Chris Pratt: Absolutely.
Dr. Matt Rutledge: I think if you’re thinking about taking on student debt while the amounts might seem really big and actually just not very concrete at all, you know, this is really just abstract concepts to you at this point. You’ve never seen money this big. Student loans often make education possible that wouldn’t otherwise be possible. And I use the example of the fact that I am hundreds of thousands of dollars in debt right now, personally, that sounds scary, but it’s because I’m a homeowner with a mortgage.
I wouldn’t be able to afford my home if mortgages didn’t exist. And if I wasn’t willing to take on that mortgage, I probably wouldn’t. I would definitely, it would take me decades to be able to save up enough, to afford a decent home in the Boston suburbs where I live. And if we didn’t have mortgages overall, I doubt that the homes would be worth as much as they are. I wouldn’t have had to pay so much to the person who sold me, their house, student loans. I think by the same token, make it possible for us to go to the kinds of schools that, you know, unless we had a whole bunch of money saved up, we wouldn’t be able to, to reach out to, um, so I have kids, I have a 10 year old and a nine year old, and I am putting money aside in a 529 plan to make sure that they’re ready for college, but I’m not aiming to be able to hunt, to finance a hundred percent of their college education with that 529 plan.
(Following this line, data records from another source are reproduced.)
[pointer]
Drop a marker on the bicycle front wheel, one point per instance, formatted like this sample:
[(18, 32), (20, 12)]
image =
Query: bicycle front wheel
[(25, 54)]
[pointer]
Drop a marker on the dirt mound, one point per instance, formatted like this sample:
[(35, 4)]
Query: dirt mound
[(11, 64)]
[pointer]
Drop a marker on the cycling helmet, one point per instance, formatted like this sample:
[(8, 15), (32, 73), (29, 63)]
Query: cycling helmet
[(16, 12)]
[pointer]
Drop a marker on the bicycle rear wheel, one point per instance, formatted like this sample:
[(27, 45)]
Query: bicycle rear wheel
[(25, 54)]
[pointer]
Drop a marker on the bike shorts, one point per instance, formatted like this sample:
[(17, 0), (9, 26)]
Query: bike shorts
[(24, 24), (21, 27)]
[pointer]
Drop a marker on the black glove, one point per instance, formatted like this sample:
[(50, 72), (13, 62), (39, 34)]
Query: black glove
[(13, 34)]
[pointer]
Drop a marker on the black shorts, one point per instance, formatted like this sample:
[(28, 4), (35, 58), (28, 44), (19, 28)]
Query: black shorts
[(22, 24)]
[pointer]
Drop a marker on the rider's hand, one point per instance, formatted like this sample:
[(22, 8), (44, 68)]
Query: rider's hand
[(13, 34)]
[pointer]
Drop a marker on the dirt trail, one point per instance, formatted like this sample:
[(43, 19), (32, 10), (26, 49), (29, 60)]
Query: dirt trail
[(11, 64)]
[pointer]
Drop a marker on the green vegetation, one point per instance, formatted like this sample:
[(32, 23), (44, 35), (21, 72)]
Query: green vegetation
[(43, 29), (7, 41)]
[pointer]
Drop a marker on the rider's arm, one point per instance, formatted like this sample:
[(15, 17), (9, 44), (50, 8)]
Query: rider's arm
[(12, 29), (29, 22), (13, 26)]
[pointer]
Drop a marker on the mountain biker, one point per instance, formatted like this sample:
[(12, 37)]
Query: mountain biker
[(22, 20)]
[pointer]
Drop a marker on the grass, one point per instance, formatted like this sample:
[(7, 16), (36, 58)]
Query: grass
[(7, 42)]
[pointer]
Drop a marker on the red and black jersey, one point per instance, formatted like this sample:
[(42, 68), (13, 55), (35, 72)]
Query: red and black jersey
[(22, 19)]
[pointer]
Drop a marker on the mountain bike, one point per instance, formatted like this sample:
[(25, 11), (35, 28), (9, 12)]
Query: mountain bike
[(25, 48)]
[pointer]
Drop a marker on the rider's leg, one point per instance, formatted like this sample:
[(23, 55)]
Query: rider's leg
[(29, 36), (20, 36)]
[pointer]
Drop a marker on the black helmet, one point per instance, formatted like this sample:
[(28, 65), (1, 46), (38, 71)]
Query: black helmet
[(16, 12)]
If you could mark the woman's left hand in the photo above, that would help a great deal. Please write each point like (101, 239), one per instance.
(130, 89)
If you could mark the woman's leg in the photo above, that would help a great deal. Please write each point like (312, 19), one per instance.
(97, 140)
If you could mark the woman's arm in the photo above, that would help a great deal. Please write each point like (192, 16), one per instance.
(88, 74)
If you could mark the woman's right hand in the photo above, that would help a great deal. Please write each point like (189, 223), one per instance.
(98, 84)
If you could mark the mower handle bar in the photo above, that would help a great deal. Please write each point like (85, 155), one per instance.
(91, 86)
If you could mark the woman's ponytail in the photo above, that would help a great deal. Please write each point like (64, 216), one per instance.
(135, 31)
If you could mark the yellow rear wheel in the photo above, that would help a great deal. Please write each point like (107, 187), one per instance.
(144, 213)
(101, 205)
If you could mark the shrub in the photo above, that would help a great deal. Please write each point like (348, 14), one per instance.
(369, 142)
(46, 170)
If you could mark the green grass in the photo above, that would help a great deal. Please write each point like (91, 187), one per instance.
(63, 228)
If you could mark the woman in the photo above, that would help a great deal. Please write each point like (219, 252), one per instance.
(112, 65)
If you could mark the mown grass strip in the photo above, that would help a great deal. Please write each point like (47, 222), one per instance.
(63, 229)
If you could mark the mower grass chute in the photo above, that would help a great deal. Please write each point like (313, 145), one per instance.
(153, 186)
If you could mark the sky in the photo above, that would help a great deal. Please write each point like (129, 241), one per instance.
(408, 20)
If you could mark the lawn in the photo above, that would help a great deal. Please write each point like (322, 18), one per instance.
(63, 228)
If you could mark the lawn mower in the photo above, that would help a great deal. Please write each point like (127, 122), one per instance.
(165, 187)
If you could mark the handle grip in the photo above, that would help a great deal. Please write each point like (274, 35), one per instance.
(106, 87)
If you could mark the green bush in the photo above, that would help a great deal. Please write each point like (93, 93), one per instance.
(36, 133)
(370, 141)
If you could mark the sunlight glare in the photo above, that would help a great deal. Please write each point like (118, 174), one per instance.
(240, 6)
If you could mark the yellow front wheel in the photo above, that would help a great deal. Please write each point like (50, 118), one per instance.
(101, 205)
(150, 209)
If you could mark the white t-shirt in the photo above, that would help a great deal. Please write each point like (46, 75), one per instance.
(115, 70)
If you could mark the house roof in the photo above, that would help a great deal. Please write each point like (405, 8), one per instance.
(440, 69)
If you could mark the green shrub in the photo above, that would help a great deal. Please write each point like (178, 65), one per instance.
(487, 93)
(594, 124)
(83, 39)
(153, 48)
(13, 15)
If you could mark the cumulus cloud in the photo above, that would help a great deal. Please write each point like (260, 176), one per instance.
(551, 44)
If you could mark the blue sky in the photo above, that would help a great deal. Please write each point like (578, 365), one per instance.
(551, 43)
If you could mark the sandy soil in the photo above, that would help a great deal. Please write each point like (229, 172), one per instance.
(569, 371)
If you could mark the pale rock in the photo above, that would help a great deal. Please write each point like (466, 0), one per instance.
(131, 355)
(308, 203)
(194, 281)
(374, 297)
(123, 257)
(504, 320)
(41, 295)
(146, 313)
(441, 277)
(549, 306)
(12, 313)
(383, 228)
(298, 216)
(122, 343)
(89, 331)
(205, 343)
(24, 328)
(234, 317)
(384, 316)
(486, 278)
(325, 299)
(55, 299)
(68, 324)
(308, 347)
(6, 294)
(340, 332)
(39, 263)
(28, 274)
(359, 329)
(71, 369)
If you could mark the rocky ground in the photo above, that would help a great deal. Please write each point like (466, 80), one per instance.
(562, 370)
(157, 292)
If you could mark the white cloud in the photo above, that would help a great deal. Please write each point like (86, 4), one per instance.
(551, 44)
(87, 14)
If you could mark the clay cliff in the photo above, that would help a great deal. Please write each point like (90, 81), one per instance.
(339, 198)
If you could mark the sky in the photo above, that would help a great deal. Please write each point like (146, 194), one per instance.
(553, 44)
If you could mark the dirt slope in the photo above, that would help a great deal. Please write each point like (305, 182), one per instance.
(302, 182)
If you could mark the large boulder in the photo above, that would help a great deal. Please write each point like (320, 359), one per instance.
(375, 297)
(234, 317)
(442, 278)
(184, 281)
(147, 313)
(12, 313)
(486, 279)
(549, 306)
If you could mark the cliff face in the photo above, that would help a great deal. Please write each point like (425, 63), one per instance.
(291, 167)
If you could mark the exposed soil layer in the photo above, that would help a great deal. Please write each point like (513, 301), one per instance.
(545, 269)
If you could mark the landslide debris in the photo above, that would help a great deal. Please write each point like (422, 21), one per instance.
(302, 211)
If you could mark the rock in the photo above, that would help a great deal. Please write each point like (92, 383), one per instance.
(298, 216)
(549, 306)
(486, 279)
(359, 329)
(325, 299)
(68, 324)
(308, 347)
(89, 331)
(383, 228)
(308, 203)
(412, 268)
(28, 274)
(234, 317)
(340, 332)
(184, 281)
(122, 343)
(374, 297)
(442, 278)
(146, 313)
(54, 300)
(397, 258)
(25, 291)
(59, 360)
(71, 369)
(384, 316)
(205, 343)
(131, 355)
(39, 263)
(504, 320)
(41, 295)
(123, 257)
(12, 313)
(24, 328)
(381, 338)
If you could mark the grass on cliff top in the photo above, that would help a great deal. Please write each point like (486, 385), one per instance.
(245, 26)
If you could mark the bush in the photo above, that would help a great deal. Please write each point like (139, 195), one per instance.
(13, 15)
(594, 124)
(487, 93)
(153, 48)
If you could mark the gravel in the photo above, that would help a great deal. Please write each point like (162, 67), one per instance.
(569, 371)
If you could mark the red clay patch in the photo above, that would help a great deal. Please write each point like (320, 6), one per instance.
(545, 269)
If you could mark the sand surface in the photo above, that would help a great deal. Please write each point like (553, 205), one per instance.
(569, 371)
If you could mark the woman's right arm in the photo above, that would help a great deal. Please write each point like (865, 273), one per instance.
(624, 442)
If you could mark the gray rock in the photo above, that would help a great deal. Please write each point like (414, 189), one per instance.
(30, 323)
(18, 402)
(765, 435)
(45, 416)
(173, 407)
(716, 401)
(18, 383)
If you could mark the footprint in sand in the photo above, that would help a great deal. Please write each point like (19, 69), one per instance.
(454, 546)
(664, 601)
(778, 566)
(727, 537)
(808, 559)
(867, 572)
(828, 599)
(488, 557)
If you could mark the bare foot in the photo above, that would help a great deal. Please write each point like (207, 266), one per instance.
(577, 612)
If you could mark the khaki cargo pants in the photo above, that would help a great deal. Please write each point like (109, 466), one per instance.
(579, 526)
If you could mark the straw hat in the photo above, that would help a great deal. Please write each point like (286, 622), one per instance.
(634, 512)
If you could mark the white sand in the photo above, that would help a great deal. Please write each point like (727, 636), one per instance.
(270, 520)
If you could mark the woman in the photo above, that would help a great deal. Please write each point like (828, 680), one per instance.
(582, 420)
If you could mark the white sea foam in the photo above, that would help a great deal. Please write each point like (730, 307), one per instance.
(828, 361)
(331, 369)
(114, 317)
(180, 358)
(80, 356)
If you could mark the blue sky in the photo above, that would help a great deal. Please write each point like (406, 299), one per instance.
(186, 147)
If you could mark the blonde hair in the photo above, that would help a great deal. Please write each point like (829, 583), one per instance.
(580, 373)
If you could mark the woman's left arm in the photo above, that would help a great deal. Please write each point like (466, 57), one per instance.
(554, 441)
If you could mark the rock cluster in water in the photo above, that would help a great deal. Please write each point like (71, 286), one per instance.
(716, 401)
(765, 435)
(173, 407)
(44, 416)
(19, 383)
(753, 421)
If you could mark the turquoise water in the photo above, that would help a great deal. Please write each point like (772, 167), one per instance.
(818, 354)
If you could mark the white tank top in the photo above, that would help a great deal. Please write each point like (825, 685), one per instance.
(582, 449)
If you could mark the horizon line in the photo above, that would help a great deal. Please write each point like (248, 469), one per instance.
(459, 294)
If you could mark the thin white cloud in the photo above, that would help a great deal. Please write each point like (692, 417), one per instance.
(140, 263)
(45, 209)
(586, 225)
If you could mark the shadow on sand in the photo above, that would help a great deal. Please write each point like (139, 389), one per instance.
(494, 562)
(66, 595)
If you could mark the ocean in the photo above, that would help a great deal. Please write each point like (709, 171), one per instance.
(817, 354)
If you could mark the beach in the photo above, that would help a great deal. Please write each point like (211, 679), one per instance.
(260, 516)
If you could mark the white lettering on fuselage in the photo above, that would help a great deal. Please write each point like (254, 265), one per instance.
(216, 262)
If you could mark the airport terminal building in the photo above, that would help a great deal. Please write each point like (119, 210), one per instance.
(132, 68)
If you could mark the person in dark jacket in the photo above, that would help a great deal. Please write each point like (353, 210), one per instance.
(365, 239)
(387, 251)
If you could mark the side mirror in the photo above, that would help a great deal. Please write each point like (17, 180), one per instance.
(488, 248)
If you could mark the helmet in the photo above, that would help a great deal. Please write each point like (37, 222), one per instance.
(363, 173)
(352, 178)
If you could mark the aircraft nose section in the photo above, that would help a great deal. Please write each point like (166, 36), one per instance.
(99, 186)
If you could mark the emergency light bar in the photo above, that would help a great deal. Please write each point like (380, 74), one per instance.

And that’s for several reasons, maybe they don’t want to go to college at all. Maybe they come to Boston college and they get a good, good tuition discount if I still work here. Um, or maybe it’s just good for them to have a small, but manageable student loan. Maybe it keeps their skin in the game. It gets them to realize that this is on them to make sure that they are getting the most out of their college education because ultimately they are paying for their investment in themselves. So they’re not just relying on dad to do it.
Chris Pratt: Absolutely, well we’re out of time. Thank you so much for coming on the show. Again, this is Dr. Matt Rutledge and you can read this Do young adults with student debt save less for retirement?” Again, Dr. Matt Rutledge. Thank you so much for coming on the show. This was, this was really fun.
Dr. Matt Rutledge: Thanks for having me. This was a great conversation.